Es ist Dringlichkeitsrecht, es ist Sondergesetzgebung. Wir müssen uns überlegen, wie lange wir die Gültigkeit jetzt schon verlängern. Wie viel ist wirklich nötig? Reicht ein halbes Jahr? Brauchen wir wirklich ein ganzes Jahr? Ist das Vorsichtsprinzip eingehalten?
Die Entwicklung sieht zurzeit nicht so gut aus. Wir können aber davon ausgehen, dass die Covid-19-Wellen kleiner werden und dass Medikamente gegen Covid-19 entwickelt werden. Wir sollten uns vielleicht auch damit abfinden, dass bei grösseren Anlässen die Eigenverantwortung in Zukunft halt irgendwann wieder mehr spielt und dass ein gewisses Risiko getragen werden muss. Es wäre vertretbar, wenn wir den ganzen Schutzschirm und die ganzen Massnahmen bis Juni 2022 verbindlich festlegen würden. Wir alle wissen, dass wir in der Sommersession, wenn es nötig wäre, dieses Gesetz wieder verlängern könnten, dies aber wieder massgeschneidert nach der Situation, die dann bestehen wird.
Ich frage Sie auch, welches Signal wir der Bevölkerung aussenden wollen. Wollen wir der Bevölkerung wirklich sagen, dass das Parlament und der Bundesrat damit rechnen, dass das jetzt immer so weitergeht? Oder wollen wir vermitteln, dass wir eine Perspektive haben, dass wir an diese Perspektive glauben und trotzdem die Vorsicht walten lassen?
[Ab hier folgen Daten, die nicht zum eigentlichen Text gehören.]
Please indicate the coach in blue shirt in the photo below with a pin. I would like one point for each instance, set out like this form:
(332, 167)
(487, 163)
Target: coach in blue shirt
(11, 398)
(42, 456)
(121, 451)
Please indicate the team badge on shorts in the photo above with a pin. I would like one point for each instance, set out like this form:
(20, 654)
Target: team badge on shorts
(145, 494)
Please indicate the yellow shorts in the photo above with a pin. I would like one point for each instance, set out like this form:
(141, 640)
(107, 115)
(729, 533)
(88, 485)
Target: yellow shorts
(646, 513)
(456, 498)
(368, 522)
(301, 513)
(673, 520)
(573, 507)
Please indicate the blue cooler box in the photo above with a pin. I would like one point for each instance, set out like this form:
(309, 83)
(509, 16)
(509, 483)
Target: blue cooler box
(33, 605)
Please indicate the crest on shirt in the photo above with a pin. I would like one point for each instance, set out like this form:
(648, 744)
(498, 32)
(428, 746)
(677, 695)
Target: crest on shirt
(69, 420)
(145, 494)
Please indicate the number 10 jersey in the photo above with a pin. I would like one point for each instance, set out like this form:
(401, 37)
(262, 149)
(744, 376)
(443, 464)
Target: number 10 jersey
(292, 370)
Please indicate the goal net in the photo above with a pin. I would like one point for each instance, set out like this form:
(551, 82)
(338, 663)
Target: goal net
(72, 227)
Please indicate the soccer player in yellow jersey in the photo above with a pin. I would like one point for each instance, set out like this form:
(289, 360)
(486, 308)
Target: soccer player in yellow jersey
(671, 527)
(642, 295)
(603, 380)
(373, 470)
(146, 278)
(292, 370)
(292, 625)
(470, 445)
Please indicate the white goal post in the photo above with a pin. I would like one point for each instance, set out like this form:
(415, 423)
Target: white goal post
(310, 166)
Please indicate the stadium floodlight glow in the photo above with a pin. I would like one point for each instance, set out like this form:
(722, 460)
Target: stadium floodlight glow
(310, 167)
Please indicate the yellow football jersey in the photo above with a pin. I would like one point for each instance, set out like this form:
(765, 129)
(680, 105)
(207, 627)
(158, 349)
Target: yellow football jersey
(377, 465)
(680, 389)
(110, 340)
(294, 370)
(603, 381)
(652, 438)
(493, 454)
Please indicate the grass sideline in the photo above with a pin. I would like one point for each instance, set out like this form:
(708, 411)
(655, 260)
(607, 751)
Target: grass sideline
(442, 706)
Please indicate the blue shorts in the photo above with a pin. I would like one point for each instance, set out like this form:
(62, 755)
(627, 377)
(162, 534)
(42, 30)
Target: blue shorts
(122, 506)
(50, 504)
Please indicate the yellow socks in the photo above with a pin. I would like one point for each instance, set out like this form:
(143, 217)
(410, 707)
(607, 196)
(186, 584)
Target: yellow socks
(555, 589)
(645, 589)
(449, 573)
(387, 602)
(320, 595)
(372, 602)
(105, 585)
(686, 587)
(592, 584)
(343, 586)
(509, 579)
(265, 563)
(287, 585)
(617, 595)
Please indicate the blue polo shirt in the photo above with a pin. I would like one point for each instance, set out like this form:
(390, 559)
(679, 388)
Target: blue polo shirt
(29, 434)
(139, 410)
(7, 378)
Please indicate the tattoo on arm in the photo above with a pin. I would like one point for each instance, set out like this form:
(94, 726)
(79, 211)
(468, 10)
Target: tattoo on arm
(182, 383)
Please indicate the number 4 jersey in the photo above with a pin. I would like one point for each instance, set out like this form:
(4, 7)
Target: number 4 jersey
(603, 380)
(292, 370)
Ein Nebenaspekt: Ich möchte dem Bundesrat auch das Signal geben, dass er die Gesetzgebungstätigkeit im Rahmen der ordentlichen Gesetzgebung aufnehmen solle. Auch wenn uns diese Covid-Krise in kleinen Wellen vielleicht noch länger beschäftigt, müssen wir jetzt beginnen, die ordentliche Gesetzgebung anzupassen. Wir dürfen uns nicht daran gewöhnen, dass wir Sonderrecht, Dringlichkeitsrecht einfach so lange verlängern. Denken Sie auch an die finanziellen Folgen. Wenn wir jetzt schon alles bis Ende 2022 verlängern, gibt das finanzielle Auswirkungen, über die wir dann vielleicht in einem Jahr sagen: Das wäre eigentlich nicht nötig gewesen.
Dieses Gesetz ist gut so, es ist auch in der Bevölkerung verankert. Es geht jetzt um die Frage, wie lange es in Kraft bleiben soll. Unter Berücksichtigung aller Aspekte ist es verhältnismässig und zielführender, die Frist auf Juni 2022 zu begrenzen, sodass wir das Vorsichtsprinzip auch in diesem Fall vollumfänglich einhalten.
Ich bitte Sie deshalb, dem Einzelantrag zuzustimmen. Ich möchte noch darauf hinweisen, dass ein analoger Antrag schon bei der Mitberichtsdiskussion in der WBK diskutiert und abgelehnt wurde, aber nicht mit grosser Mehrheit, und dass er offenbar auch in der SGK diskutiert wurde. Es wäre ganz wichtig, und ich wünsche es mir, dass auch hier eine Diskussion stattfinden würde, denn diesen Punkt dürfen wir auch aus staatspolitischer Sicht nicht unterschätzen.